Our nine hens turned two years old this summer which is only a fraction of their potential lifespan. Unfortunately, egg production will significantly drop as the hens continue to celebrate birthdays. It is highly likely that these girls will join the donkeys, horses, dogs, goats and pig whose occupations are simply as pets.
In the meantime, my husband Rod, (who is a gifted chicken whisperer), goes out of his way to make his hens' lives more interesting.
The chicken tractor is a mobile coup of sorts that is wheeled to various areas on the property. In a new location the girls dig and scratch in the moist earth for worms and other tasty tidbits that they find. The tractor is equipped with nesting boxes just in case the urge to lay an egg arises while the hens are away from home for the day.

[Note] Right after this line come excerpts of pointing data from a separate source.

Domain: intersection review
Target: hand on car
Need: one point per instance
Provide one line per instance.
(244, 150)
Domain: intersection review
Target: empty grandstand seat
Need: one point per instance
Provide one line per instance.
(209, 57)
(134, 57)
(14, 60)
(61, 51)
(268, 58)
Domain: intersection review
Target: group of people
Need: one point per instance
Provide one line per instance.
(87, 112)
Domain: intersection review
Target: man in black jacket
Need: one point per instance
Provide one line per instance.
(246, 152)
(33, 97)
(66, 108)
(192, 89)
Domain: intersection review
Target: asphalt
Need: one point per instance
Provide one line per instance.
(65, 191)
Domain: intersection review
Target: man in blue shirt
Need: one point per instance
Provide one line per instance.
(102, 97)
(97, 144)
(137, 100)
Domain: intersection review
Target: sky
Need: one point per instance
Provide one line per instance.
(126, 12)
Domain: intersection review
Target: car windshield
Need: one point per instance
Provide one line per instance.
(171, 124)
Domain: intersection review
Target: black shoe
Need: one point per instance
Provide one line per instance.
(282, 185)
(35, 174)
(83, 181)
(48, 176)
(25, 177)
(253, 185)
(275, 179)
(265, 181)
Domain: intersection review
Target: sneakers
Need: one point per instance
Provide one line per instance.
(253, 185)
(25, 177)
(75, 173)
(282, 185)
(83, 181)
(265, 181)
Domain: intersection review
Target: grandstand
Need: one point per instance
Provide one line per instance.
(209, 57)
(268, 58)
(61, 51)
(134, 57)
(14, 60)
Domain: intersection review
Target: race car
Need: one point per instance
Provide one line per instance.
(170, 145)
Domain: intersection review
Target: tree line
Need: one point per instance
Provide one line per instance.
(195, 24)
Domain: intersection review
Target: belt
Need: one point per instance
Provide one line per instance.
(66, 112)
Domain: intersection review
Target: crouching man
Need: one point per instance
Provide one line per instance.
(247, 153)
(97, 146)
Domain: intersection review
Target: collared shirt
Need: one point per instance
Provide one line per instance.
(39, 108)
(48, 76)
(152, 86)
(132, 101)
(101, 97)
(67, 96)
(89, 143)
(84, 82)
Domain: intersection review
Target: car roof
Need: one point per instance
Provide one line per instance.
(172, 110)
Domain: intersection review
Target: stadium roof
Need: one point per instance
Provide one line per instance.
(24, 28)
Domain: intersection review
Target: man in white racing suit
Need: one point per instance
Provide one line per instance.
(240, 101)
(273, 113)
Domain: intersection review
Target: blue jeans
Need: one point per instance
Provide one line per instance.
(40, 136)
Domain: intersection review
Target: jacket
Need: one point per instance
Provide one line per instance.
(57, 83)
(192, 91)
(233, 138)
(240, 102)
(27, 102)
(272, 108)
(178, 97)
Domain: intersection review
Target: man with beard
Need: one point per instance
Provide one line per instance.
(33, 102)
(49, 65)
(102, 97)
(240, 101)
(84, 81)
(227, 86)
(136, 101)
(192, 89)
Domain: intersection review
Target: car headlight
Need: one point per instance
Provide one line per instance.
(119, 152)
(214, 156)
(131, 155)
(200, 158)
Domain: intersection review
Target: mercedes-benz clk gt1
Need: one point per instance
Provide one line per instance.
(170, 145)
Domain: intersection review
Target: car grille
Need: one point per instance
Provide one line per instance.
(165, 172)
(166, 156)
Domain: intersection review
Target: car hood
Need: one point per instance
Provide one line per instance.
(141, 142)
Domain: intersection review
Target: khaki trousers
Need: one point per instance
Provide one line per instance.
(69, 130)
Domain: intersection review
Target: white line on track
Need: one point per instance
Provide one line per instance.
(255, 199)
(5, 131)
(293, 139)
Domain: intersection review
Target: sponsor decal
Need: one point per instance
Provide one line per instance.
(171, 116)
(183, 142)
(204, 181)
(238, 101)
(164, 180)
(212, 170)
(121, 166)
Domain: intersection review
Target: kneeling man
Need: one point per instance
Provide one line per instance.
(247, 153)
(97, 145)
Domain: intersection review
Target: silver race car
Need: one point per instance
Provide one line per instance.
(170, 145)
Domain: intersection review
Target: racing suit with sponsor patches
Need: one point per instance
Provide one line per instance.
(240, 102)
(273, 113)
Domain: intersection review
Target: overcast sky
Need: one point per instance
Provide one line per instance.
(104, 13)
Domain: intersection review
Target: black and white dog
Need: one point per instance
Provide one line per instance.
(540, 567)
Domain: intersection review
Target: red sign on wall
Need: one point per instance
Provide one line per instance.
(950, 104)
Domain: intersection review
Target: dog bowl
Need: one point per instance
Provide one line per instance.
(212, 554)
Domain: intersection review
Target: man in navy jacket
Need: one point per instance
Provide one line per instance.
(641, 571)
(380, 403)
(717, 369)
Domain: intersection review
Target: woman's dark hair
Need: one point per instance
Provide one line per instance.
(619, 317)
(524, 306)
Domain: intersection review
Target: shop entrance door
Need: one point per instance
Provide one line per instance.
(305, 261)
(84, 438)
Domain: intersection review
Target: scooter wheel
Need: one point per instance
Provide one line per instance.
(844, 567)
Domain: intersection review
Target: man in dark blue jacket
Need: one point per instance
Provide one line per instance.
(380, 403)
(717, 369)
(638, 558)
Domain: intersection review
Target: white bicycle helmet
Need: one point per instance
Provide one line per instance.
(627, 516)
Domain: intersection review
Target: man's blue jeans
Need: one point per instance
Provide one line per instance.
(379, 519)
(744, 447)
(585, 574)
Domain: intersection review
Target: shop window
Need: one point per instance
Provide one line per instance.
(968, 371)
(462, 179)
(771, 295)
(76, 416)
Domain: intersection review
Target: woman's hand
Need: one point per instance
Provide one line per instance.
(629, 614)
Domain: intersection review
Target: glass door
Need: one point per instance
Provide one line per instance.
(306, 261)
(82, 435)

Once summer ebbs, our garden becomes chicken territory once again. The girls are permitted admittance to the weedy jungle that entangles exhausted vegetable plants. Pumpkins and winter squash continue to mature under large protective leaves. But the remnants of bean, pea and cucumber plants rustle softly, waving a weary goodbye. Meanwhile, the chickens get busy annihilating pests. They perform the jubilant scratch dance that unearths delicious insect larvae deposited over the warm weather months. This cleansing will surely benefit our garden crops next summer.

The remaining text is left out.